Last time my sister snuck up on me like this, it was in broad daylight and I didn’t recognize her then, either. I had to tell my dad (not her father) that it was my sister and he made a face like woah. And my dad plays everything close to the vest. He plays shit in the skeleton, “brother.” She used to be attractive. She was a porn star, for fuck’s sake. But now she’s large and short and her lips still look botoxed and too large eyes stare out from under too thickly tattooed on eyebrows. 

She asks me what I’m doing there and I tell her I’m heading home to finish up some work. She asks about my girlfriend and my son and I tell her they are fine. She says her son is about to turn four. I wish I could save that poor boy from these people. My people. She tells me how they had moved away but how they were too far from family. And now, gosh darn diggly do, they’re moving back. She says, “You know, around where we grew up in Hollywood.” I did not really grow up with her in Hollywood. For a time, she lived on the very street we were talking on. That’s where she lived when my mom beat the shit out of her in front of the police that time she ran away from home. My mom has made a lot of mistakes, but I think that was the right thing to do. But I never lived in Hollywood, or with her on that street. 

My sister says, “Oh, well, but YOU know how it is. We have to do what we have to do. We do everything for “them.” For our children. She’s telling me this like a kid acting badly at playing a grownup. I open the door to my car and I want to get in and leave in the middle of one of her sentences. The Challenger would’ve gotten me out of there a lot faster, but I have to wait for the Edge’s seat to whir itself into memory position number one. 

She says she’s vegan, has been for many years, but she had fish yesterday. Oh, the things we do for them. Ha. Ha. Ha. She’s huge, and I know that sounds mean, I know it does, but she looks like a leftover, hastily put together person. She looks like she was assembled as a character designed for a movie, to put people off. Maybe it’s a character that isn’t quite a villain but isn’t up to any good. She doesn’t get shot, but maybe something hits her in the head and she goes to jail. I wonder if she sees the look on my face, the fear, the sadness, the regret. I couldn’t save her, she never listened, just cared about her hair being pretty, and boys, and blaming teachers on her mistakes, getting my mom to move her to yet another school, again away from responsibility.

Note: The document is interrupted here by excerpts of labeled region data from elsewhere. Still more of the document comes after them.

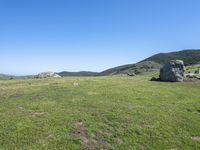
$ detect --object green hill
[57,71,98,77]
[99,61,161,75]
[99,49,200,76]
[142,49,200,66]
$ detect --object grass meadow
[0,75,200,150]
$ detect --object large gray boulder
[160,60,185,82]
[35,72,61,78]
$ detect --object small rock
[160,60,185,82]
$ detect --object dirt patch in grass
[31,112,48,117]
[71,121,110,150]
[139,123,155,129]
[191,136,200,141]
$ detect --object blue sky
[0,0,200,75]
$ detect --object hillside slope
[57,71,98,77]
[141,49,200,66]
[99,61,161,76]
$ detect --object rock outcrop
[159,60,185,82]
[35,72,61,78]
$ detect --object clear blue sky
[0,0,200,75]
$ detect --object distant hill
[0,74,14,80]
[99,61,161,76]
[142,49,200,66]
[57,71,98,77]
[0,74,33,80]
[99,49,200,76]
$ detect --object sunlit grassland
[0,75,200,150]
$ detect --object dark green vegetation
[59,49,200,76]
[99,61,161,76]
[143,49,200,66]
[100,49,200,75]
[0,75,200,150]
[0,49,200,79]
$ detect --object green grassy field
[0,76,200,150]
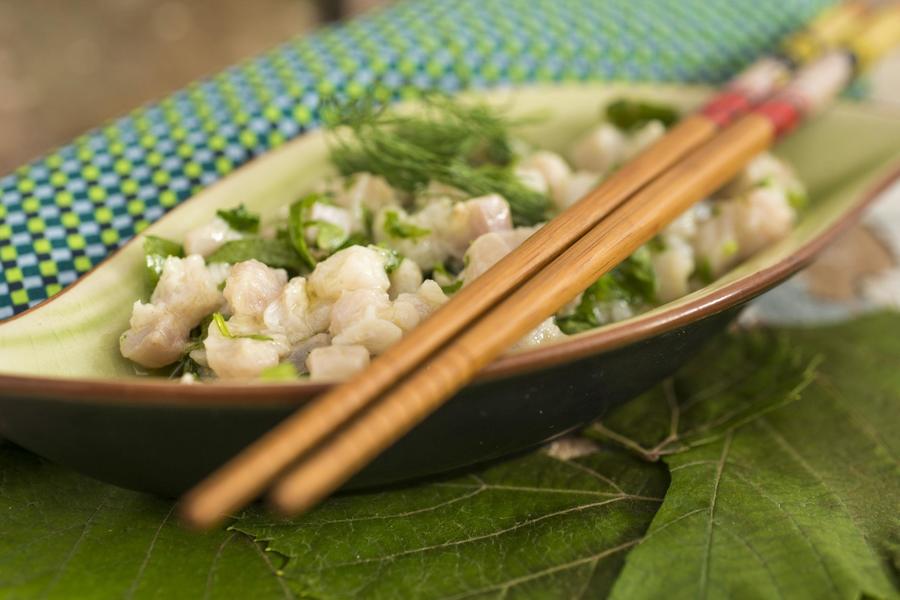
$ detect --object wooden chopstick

It’s like I’m seeing my mother when she was young, unable to get out of her own fucking way again. When I was a kid, I thought it was funny because wow, these grownups are so dumb, but now there’s this little boy my sister has and I can’t help but see the path of anger and pain laid all out in front of him. I imagine him asking me why I don’t like his mother and grandmother and me telling him to ask me again in about twenty years. 

We’re connected by this strange sickly wet web across time and dumbfuck mothers. This pattern of pain. I hope I’m just being dramatic.